Geopolitical Implications for the Semiconductor Industry
The U.S. CHIPS and Science Act has funneled $52 billion into domestic fab expansion, but full production of leading‑edge (5nm and below) chips remains two years away. In the interim:
- SMIC (China’s largest foundry) accelerates R&D on 7nm lithography, targeting 2026 volume production.
- Equipment constraints: ASML’s EUV tools are still barred from China, limiting Beijing’s ability to close the node gap.
- Strategic stockpiles: U.S. DoD is reported to be building an emergency reserve of 10,000 wafers for defense microcontrollers.
National Security and Data Privacy Concerns Over TikTok
The administration’s earlier tariffs helped scuttle a proposed spin‑out agreement that would have transferred TikTok’s U.S. operations into a domestically controlled LLC. ByteDance was ready to hold a minority stake, with encryption keys, user data siloing and third‑party audits baked into the design. But China’s refusal to authorize the deal until broader trade tensions ease has left TikTok’s U.S. fate in limbo.

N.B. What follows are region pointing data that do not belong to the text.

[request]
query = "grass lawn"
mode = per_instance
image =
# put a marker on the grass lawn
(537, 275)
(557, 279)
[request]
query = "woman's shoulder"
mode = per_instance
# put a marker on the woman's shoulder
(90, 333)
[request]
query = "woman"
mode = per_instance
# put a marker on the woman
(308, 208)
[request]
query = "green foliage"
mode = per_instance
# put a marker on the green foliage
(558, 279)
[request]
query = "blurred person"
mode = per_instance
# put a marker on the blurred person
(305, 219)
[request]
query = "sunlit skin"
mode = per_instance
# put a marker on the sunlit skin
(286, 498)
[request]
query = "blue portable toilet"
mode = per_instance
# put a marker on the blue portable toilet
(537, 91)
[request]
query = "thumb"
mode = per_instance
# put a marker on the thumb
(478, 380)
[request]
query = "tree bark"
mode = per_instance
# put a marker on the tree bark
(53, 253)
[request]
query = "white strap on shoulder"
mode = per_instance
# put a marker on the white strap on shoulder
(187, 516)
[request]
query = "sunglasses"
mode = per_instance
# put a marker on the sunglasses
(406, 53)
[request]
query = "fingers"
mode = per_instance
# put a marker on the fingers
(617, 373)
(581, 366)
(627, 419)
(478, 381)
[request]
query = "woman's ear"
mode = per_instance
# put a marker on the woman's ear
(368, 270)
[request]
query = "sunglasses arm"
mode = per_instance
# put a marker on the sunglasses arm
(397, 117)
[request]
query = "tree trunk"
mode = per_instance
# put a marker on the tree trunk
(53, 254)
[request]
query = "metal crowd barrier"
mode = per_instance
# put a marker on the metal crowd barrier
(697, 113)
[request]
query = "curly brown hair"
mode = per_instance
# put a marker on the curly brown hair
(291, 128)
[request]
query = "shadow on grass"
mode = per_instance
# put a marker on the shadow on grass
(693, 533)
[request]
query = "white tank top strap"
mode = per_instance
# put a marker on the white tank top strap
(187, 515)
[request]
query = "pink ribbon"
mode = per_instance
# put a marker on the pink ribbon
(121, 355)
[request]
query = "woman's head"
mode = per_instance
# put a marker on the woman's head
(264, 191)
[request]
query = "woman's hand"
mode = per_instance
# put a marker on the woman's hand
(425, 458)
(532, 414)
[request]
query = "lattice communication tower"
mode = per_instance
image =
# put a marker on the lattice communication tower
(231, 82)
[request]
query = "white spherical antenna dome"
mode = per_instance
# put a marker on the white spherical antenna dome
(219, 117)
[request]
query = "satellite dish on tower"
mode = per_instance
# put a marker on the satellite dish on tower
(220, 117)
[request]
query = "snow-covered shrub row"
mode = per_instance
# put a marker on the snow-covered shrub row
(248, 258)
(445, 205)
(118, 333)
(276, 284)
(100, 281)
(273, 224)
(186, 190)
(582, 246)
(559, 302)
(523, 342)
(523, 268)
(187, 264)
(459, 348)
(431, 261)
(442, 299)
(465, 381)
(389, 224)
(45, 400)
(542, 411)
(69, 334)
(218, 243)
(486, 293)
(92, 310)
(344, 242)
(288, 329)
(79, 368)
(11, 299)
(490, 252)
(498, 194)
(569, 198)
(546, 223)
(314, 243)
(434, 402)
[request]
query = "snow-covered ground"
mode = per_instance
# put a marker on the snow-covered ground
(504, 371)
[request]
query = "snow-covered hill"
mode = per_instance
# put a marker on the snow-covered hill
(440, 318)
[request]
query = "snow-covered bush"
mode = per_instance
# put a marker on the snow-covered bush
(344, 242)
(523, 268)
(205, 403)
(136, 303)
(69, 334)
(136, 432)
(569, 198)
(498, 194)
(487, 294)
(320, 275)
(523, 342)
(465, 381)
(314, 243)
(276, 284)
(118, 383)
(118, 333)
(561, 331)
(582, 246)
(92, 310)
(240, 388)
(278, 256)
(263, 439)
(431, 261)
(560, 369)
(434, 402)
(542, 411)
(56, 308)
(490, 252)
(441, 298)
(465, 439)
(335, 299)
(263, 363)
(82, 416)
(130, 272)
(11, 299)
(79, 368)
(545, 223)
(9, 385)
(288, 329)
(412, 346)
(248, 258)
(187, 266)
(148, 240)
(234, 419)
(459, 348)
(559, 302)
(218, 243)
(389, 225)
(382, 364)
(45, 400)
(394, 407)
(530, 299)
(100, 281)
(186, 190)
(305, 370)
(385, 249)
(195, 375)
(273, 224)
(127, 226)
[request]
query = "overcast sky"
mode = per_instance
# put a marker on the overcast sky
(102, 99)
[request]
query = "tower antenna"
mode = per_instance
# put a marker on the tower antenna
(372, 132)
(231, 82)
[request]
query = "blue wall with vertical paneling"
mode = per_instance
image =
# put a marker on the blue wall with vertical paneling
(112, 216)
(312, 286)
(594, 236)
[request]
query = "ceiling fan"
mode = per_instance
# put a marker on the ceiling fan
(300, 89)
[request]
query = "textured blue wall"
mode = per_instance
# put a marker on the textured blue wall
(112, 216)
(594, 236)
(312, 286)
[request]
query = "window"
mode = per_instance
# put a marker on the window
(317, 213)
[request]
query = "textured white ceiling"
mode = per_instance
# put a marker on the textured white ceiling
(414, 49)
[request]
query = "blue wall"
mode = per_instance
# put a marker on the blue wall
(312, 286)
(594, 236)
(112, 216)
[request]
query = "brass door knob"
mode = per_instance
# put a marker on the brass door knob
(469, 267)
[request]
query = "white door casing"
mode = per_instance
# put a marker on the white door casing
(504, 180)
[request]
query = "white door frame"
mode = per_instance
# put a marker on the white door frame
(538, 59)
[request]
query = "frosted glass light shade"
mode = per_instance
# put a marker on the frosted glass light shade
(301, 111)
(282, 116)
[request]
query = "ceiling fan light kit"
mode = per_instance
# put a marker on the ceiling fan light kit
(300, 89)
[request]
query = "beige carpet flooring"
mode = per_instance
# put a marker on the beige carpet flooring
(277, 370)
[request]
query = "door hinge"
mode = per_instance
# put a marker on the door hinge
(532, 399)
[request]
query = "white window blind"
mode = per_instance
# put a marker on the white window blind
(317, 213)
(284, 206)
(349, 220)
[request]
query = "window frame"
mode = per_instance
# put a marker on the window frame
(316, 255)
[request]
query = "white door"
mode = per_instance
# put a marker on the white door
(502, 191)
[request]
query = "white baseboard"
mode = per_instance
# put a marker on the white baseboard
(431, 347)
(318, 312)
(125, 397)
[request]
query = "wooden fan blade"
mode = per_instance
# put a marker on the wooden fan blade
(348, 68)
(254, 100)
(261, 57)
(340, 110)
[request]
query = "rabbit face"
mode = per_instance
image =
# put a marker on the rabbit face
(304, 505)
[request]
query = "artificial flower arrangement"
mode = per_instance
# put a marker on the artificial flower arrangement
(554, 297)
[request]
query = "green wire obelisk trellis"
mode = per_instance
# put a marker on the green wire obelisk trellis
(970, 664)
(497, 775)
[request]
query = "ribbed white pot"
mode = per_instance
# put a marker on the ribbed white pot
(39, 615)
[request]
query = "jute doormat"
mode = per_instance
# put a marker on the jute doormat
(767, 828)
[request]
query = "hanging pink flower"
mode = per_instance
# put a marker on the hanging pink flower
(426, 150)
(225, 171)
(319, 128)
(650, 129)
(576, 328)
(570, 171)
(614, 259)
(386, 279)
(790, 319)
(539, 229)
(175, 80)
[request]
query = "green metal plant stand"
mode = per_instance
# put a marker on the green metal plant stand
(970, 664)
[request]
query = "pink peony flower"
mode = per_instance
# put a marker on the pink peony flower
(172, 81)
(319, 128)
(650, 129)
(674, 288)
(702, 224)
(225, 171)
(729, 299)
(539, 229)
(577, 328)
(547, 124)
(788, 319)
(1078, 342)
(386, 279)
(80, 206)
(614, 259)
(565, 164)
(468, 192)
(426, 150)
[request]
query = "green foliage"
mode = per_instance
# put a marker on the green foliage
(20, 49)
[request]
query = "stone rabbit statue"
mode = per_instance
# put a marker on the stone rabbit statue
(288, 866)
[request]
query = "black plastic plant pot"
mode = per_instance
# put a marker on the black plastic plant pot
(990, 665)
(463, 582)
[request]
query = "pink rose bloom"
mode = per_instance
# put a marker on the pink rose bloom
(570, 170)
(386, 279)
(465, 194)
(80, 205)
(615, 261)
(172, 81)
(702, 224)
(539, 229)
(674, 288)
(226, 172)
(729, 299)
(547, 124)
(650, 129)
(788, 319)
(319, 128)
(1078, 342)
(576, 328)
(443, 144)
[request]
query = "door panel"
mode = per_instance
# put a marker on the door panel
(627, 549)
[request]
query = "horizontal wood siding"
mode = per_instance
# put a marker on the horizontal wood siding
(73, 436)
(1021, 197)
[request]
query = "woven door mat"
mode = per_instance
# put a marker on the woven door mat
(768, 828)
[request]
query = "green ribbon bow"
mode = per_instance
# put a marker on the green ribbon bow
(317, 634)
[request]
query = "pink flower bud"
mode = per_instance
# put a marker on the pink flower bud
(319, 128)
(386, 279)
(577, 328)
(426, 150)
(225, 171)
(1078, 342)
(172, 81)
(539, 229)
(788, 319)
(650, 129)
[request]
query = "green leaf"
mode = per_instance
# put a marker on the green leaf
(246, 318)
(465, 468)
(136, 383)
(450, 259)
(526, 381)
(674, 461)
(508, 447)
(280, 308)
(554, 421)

Economic and Political Pressures on Both Sides
China’s foreign ministry spokesperson Guo Jiakun warned that “threats and coercion must end,” while Alicia Garcia‑Herrero, chief Asia‑Pacific economist at Natixis, said: “The U.S. is so anxious for a quick deal that China can ask for minimal concessions—perhaps just a few billion dollars in additional agricultural imports and relaxations on EV tariffs.”
Conversely, U.S. Treasury Secretary Scott Bessent acknowledged in late May’s G7 meeting that “145% vs. 125% is untenable” and predicted a near‑term de‑escalation. But with U.S. living costs rising, markets jittery and the dollar losing ground against a resurgent yuan, analysts believe China can hold out for a sweeter overall package.
-added-analysis- The Rise of the Digital Yuan
Beijing’s accelerated roll‑out of its central bank digital currency offers China an alternative to SWIFT‑based transactions, potentially undermining U.S. dollar supremacy. Pilot programs in Shanghai and Shenzhen have already processed $12 billion in retail CBDC payments, demonstrating both technical readiness and consumer acceptance.
-added-analysis- Coordinated International Response
EU trade officials are quietly exploring joint measures to pressure China on market access and IP enforcement. At the same time, Japan and South Korea are weighing tariff alignments to present a unified front—potentially trapping Trump between competing blocs.
Conclusion
While Trump attempts to project strength by threatening to reinstate higher tariffs if talks falter, analysts see an administration boxed in by economic risks and wavering domestic support. Meanwhile, China’s patient strategy—buoyed by robust supply chain control, digital currency gains and steady economic growth—positions it to dictate final terms.